Wikimedia still refuses to remove selfies a macaque took when the ape snatched a camera away from a British nature photographer -- the crested black macaque hasn't, thus far, requested that the images be removed from Wikipedia, but the photographer would like to stake ownership and collect royalties.
Wikimedia is the non-profit organisation behind Wikipedia.
Photographer David Slater was on an expedition in Indonesia to take pictures of the endangered macaques, when one of the apes swiped Slater's camera and began taking hundreds of photographs. After reviewing the images, Slater found several images the smiling non-human ape had taken of itself.
"When I saw the picture I was just stunned," stated Slater. " It was made even better when the story was picked up and it made thousands of people around the world happy. I had letters of congratulations from people as far as Iraq saying I'd made their day."

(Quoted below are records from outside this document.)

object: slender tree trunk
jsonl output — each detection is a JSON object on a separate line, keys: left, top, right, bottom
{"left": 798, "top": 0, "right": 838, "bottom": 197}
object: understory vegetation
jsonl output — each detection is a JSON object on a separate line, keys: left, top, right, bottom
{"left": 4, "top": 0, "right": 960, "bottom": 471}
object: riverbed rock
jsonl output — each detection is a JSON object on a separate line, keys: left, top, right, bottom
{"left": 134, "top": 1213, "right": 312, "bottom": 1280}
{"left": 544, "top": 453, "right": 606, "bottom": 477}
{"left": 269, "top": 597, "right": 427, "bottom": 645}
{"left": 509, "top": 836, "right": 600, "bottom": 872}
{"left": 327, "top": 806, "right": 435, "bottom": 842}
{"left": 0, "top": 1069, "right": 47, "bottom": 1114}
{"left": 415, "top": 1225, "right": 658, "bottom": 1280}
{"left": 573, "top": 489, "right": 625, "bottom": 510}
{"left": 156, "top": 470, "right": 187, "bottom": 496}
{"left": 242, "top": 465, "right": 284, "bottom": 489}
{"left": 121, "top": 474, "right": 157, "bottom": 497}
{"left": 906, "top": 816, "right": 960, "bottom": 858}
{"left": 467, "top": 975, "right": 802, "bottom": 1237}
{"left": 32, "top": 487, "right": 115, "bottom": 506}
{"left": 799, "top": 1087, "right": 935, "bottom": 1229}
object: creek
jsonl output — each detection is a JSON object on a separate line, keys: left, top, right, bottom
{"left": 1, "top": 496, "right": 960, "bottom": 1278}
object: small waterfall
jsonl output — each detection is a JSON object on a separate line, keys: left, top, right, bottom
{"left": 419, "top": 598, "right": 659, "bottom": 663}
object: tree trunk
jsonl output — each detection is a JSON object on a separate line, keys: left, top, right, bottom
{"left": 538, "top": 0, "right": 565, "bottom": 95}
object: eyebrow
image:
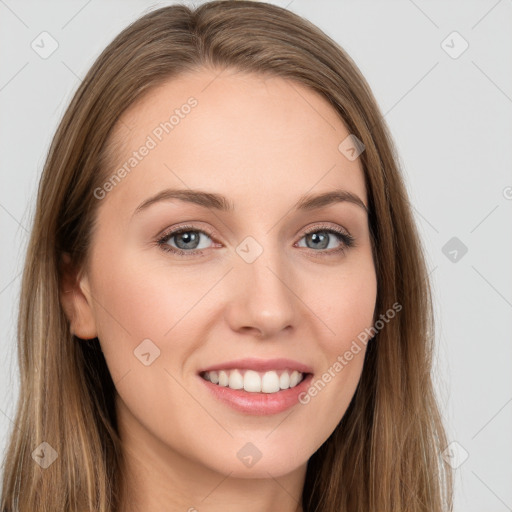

Slater said roughly one of every 100,000 photographs he takes earns him enough money to keep him working. Slater has paid roughly $17,000 in legal fees to fight for the images the macaque took with the photographer's camera, and the trip itself was costly, he said.
"That trip cost me about £2,000 ($3,370 USD ) for that monkey shot -- not to mention the £5,000 ($8,425 USD) of equipment I carried, the insurance, the computer stuff I used to process the images," Slater said. "Photography is an expensive profession that's being encroached upon. They're taking our livelihoods away.
Wikimedia, however, has contended that it was the macaque who actually snapped the prized photos and the organization has listed the selfies as public domain images on Wikipedia. US law states that non-human animals aren't inherently entitled to copyright protection for photographs they take, Wikimedia asserted.
"To claim copyright, the photographer would have had to make substantial contributions to the final image, and even then, they'd only have copyright for those alterations, not the underlying image," stated Wikimedia. "This means that there was no one on whom to bestow copyright, so the image falls into the public domain."
Unlike tortoises, known to be slow on their feet, the macaque didn't need strawberries to entice it to try out human gadgets. Slater said the macaques seemed to have taken up poses as one of the apes grabbed the camera and started snapping photographs.
"They were quite mischievous jumping all over my equipment, and it looked like they were already posing for the camera when one hit the button," Slater said shortly after the incident in 2011. "The sound got his attention and he kept pressing it. At first it scared the rest of them away, but they soon came back -- it was amazing to watch."